Abstract
Oncomodulin (Ocm), a member of the parvalbumin family of calcium binding proteins, is expressed predominantly by cochlear outer hair cells in subcellular regions associated with either mechanoelectric transduction or electromotility. Targeted deletion of Ocm caused progressive cochlear dysfunction. Although sound-evoked responses are normal at 1 month, by 4 months, mutants show only minimal distortion product otoacoustic emissions and 70–80 dB threshold shifts in auditory brainstem responses. Thus, Ocm is not critical for cochlear development but does play an essential role for cochlear function in the adult mouse.
SIGNIFICANCE STATEMENT Numerous proteins act as buffers, sensors, or pumps to control calcium levels in cochlear hair cells. In the inner ear, EF-hand calcium buffers may play a significant role in hair cell function but have been very difficult to study.
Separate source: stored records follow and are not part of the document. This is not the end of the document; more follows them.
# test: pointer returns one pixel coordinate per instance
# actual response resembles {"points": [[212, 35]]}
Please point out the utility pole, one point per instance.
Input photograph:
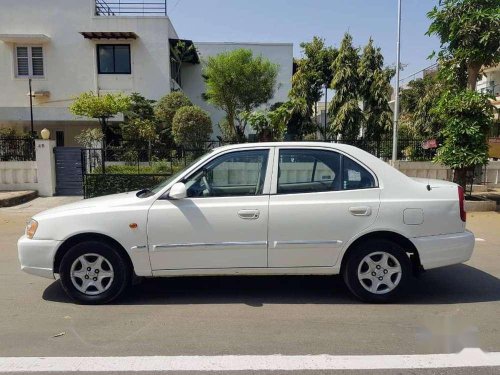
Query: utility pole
{"points": [[31, 109], [326, 110], [396, 103]]}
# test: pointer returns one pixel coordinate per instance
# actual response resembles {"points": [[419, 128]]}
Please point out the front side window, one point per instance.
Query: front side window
{"points": [[29, 61], [113, 59], [239, 173], [307, 171]]}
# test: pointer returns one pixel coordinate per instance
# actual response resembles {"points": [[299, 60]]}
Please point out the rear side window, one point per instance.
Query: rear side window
{"points": [[354, 176], [308, 171]]}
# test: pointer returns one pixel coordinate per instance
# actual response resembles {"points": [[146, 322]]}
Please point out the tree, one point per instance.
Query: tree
{"points": [[140, 121], [417, 102], [271, 125], [140, 108], [165, 110], [238, 82], [191, 127], [467, 116], [345, 115], [375, 90], [469, 35], [101, 107], [314, 73]]}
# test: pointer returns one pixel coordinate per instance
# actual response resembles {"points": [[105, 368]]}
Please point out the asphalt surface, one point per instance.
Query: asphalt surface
{"points": [[444, 311]]}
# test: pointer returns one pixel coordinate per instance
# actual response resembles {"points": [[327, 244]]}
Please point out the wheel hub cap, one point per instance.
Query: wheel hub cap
{"points": [[379, 272], [92, 274]]}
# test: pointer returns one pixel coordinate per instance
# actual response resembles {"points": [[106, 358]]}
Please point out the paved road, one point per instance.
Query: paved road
{"points": [[445, 311]]}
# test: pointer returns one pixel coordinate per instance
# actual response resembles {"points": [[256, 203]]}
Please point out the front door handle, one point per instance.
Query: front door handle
{"points": [[249, 214], [360, 211]]}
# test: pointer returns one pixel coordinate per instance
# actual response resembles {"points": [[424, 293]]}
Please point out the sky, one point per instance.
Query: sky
{"points": [[296, 21]]}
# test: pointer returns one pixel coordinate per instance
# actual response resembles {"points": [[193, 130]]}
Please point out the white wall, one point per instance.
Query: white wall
{"points": [[278, 53], [70, 60]]}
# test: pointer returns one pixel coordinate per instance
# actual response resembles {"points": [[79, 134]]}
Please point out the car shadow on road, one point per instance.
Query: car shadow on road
{"points": [[448, 285]]}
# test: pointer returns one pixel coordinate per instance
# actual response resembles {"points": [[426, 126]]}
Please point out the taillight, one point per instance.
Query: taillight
{"points": [[461, 198]]}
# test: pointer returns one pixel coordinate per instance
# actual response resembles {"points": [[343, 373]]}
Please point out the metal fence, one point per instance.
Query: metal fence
{"points": [[409, 149], [17, 149], [130, 8], [129, 165]]}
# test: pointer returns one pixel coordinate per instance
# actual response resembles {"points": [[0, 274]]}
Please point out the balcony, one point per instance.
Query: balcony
{"points": [[131, 8]]}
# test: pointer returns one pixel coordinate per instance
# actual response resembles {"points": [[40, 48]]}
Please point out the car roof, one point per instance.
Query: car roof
{"points": [[338, 146], [380, 168]]}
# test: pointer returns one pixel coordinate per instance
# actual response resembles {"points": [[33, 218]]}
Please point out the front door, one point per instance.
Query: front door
{"points": [[322, 199], [223, 221]]}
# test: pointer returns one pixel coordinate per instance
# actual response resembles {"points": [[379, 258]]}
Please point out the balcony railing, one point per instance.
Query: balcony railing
{"points": [[130, 8]]}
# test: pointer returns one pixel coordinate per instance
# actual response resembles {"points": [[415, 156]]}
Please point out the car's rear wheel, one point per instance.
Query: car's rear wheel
{"points": [[93, 272], [377, 271]]}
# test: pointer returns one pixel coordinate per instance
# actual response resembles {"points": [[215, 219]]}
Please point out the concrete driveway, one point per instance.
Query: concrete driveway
{"points": [[445, 310]]}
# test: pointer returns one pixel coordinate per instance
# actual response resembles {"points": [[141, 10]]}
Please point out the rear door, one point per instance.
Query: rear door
{"points": [[319, 200]]}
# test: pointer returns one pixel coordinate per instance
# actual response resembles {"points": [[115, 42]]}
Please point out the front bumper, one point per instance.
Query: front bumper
{"points": [[37, 256], [444, 250]]}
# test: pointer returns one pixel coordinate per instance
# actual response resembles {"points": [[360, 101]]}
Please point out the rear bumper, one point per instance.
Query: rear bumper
{"points": [[444, 250], [37, 256]]}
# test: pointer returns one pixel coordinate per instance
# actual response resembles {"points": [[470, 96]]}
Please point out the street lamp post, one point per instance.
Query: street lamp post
{"points": [[396, 103], [31, 108], [326, 110]]}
Unlike other reports of genetic disruption of EF-hand calcium buffers, deletion of oncomodulin (Ocm), which is predominately found in outer hair cells, leads to a progressive hearing loss after 1 month, suggesting that Ocm critically protects hearing in the mature ear.
Introduction
Because Ca2+has roles in mechanoelectric transduction, cochlear amplification, and synaptic function (Zhang et al., 2003; Stepanyan and Frolenkov 2009; Pangršič et al., 2015), the regulation and control of Ca2+is a major challenge for cochlear hair cells. The mammalian cochlea has two types of hair cells involved in the transduction of sound into electrical responses. Outer hair cells (OHCs) amplify vibrations of the cochlear partition directly enhancing sensitivity and frequency selectivity, whereas the inner hair cells (IHCs) release glutamate from ribbon synapses directly exciting the endings of auditory nerve fibers responsible for transmitting sound information to the brain. The OHCs are prominent targets of noise and aging and, when damaged, lead to elevated hearing thresholds and loss of cochlear frequency tuning.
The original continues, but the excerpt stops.